Typically when the economy emerges from a recession, construction accelerates. But this time, “it really is different,” says Marcus & Millichap’s John Chang in a recent investor outlook video.
As we entered the pandemic last year, three property types were enjoying a wave of record development: apartments, industrial, and self-storage. And all of that sustained strong demand throughout COVID. Apartment and industrial vacancy rates are up just 10 basis points compared to last year, while self-storage vacancy rates are down 310 basis points—a record low of 7%.
But “even though the demand drivers for almost all commercial real estate are prime to rapidly rise, construction will likely be curtailed by extreme building material price increases,” Chang says. Materials prices have skyrocketed this year, with lumber up by 90%, steel and copper up 50, and overall materials up 17.2% over the norm.
And even at those prices, materials are hard to come by. Orders don’t show up in time or show up as partial deliveries after extensive delays, stalling projects for weeks. These supply shortages are also compounded by a shortage of skilled labor: the construction unemployment rate is now 7.7%, down from more than 16% a year ago, and construction wages are up by 3% during that same time frame.
“Even though 335,000 new apartments, 325 million square feet of industrial space, and about 53 million square feet of self-storage space are scheduled for completion this year, it’s increasingly likely deliveries will fall short,” Chang notes. Office, retail, hotels, and seniors housing have a thinner development pipeline, he says, so while projects in those sectors will also be affected, it won’t have as big an impact on the overall CRE market.
“Basically, the traditional real estate demand pressure relief valve isn’t fully functional,” he says. That means vacancies will likely tighten more than expected for existing properties this year, and put more upward pressure on rents.

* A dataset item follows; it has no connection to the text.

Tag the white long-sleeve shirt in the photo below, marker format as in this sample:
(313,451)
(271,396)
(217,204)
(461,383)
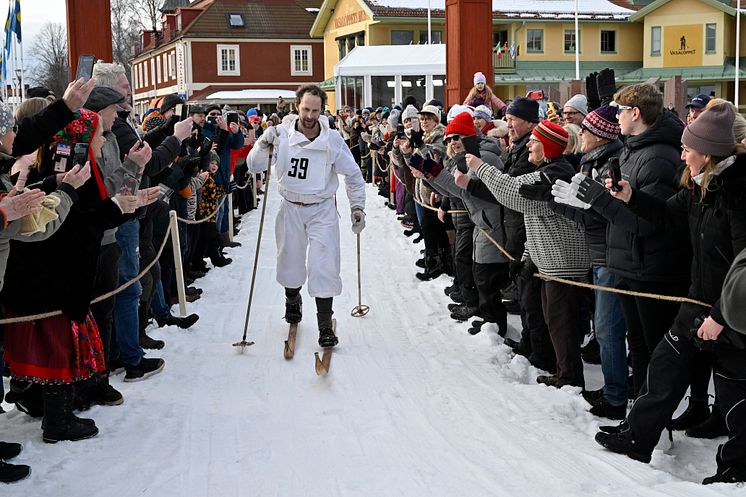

“Naturally, this combination will support value appreciation,” Chang says. But there’s a caveat: those rising construction costs are expected to be temporary. The disruption to supply pipelines is temporary and “will be sorted” in the coming months, Chang says, leading construction prices back down toward normal within the next six months to a year.
“As that happens, the slowed development projects will begin to come online, offsetting elevated demand pressure,” he said. And that temporary reprieve presents opportunities for investors considering the sale of affected properties. Chang recommends investors look at the construction pipeline around their properties and consider the competitive outlook.
“If substantial new supply is coming, that could change the market dynamics in late 2021 or 2022,” he says. “That may seem like it’s a way off, but investors need to keep their eyes on the horizon.”